文学少女は恋がしたい

空乃ウタ

第1話


 文学少女と聞いて思い浮かぶ事は何だろうか。本をよく読み、眼鏡をかけ、髪をおさげにし、物静かな図書委員をやってるような女の子を想像するだろうか。恐らく、多くの人が同じようなイメージを持っているだろう。


 実際の所、どういった条件を満たせば文学少女になるのだろうか。


 私は小さい頃から本を読むのが好きだった。暇さえあれば図書館に行って新しい本を探す。冒険、SF、ミステリー、恋愛、自伝。ジャンルに好き嫌いは無く、興味のあるものは片っ端から読み漁った。


 そんな学校生活を送っていると、中学にあがる頃には、クラスの中で文学少女と呼ばれるようになった。私自身そんなつもりは無かったけれど、気が付いたら世間的には文学少女になっていた。


 私は、眼鏡もかけてないし髪もショートカット。クラスではうるさい方だし、図書委員もやってない。ただ本が好きという理由で文学少女の称号を頂いている。


 と、ここまで文学少女が何なのかについて考えてきたが、ぶっちゃけ凄くどうでもいい。高校生になった私にとって重要なのは、好きな人が本嫌いという事実であった。


 高校の入学式で、ラブコメ主人公よろしくクラスメイトの男子に一目惚れしてしまい、それからはずっと彼に思いを馳せていた。


 それなりの距離感をつかんで、一日に二、三言は会話するようになった。その中で、彼は本が好きではないという情報を手に入れた。運動部所属でインドアではなく、アウトドア派の彼は文字を読むのが得意ではないらしい。


 私と彼がある一定の距離から近づくことのない決定的な理由は、共通の話題がない事だった。本しか読んでこなかった私は、本に興味が無い人と何を話せばいいのだろう。
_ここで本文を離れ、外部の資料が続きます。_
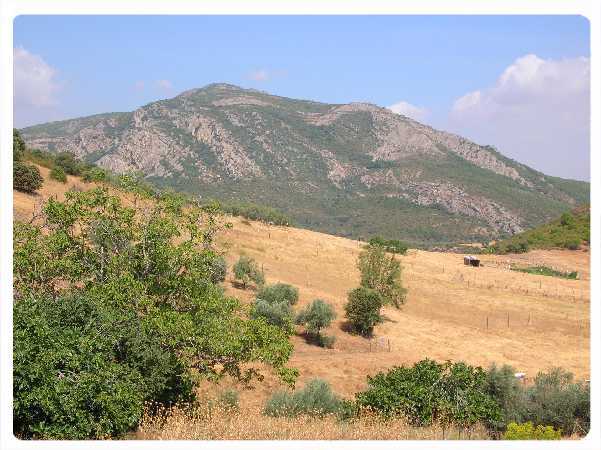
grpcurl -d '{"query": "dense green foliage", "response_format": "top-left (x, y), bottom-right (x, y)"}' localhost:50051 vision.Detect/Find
top-left (13, 188), bottom-right (297, 438)
top-left (220, 201), bottom-right (293, 226)
top-left (295, 299), bottom-right (336, 347)
top-left (13, 161), bottom-right (44, 194)
top-left (50, 166), bottom-right (67, 183)
top-left (357, 244), bottom-right (407, 308)
top-left (264, 378), bottom-right (343, 417)
top-left (344, 287), bottom-right (383, 336)
top-left (503, 422), bottom-right (561, 441)
top-left (511, 266), bottom-right (578, 280)
top-left (356, 359), bottom-right (501, 429)
top-left (369, 236), bottom-right (409, 255)
top-left (257, 283), bottom-right (298, 306)
top-left (489, 205), bottom-right (591, 254)
top-left (487, 366), bottom-right (590, 435)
 悩み続けて数ヶ月。私はある決意をして、放課後に彼を図書室に呼び出すことにした。


 私は文学少女。世界で誰よりも――なんて大それた事は言えないけれど、その辺の本好きには負けない自信がある。


 自分の好きなものを好きな人に沢山知って貰おう。私の大好きな世界を。私の大好きなヒーロー達を。私の大好きな物語を。


 ガラガラと扉が開く音がする。


「――いらっしゃい!今日はね、知って欲しい事があるの」


 机の上に積まれた本の中から一冊を手に取り、彼へと渡す。


 今から紡がれていくのはどんな物語だろうか。それは文学少女にも分からない――。